Common Reasons for Rejection-and How to Avoid Them
Use of vague, non-binding language such as “expected,” “planned,” or “intended to launch”-the BOI requires all commitments to be quantified precisely, specifying exact timelines, volumes, and named suppliers;
Inadequate demonstration of technological autonomy-for example, stating merely “using equipment from a German brand” without evidence of local technical authorization, joint R&D agreements, or transfer-of-knowledge provisions;
A local procurement commitment below the historical average for comparable BOI-approved projects, without supporting documentation proving supplier capacity (e.g., production capability certificates, supply chain audit reports).

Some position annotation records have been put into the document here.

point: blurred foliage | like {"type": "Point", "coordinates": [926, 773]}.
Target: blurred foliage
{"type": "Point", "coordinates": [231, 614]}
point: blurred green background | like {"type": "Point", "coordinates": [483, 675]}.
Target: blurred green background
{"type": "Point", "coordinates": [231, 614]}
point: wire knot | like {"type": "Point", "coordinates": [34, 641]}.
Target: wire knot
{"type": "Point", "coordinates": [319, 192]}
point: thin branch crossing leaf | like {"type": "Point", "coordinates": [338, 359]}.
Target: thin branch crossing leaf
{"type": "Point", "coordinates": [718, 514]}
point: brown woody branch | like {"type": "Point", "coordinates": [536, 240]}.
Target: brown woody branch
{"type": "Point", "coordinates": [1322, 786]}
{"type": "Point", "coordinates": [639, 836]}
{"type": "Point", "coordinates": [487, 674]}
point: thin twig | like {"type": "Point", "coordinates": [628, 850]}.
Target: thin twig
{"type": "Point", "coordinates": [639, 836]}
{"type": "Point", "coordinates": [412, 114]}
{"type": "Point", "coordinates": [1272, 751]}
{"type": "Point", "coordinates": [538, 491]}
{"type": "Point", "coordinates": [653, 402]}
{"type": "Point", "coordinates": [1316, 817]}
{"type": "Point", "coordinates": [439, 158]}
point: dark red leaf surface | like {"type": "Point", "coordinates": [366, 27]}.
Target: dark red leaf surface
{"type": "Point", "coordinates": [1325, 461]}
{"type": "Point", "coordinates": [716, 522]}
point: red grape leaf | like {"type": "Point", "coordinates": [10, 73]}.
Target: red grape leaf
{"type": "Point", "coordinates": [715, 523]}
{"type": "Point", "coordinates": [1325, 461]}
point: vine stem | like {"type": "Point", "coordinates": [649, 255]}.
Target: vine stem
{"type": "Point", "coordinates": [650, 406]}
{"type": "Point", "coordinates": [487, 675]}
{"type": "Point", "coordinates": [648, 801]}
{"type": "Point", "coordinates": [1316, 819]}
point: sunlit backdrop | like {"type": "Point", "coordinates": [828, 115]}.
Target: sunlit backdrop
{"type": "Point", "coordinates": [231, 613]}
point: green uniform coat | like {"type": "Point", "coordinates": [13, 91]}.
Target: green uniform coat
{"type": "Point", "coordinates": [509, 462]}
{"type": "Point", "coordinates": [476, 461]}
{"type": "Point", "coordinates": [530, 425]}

Ongoing Obligations After Approval
Submit annually audited financial statements and operational reports to the BOI, detailing: the percentage of foreign employees; R&D expenditure amounts; and export revenue as a share of total revenue;
Notify the BOI in writing within 30 days-and obtain re-approval-if material deviations occur from the approved scope (e.g., a change in core business activity or a reduction in production capacity exceeding 30%);
If seeking to continue benefits beyond the initial tax exemption period (e.g., reinvestment tax credits), submit a new eligibility assessment application at least six months prior to expiry.
The above outlines essential facts and practical considerations for Chinese investors applying for BOI promotion after registering a company in Thailand. Should you have further questions-or wish to explore sector-specific entry criteria, standardized document templates, or strategies for managing critical deadlines-we recommend cross-referencing your project against the BOI’s latest official announcements and engaging a qualified local legal or advisory firm familiar with Thai commercial regulations for pre-submission compliance review.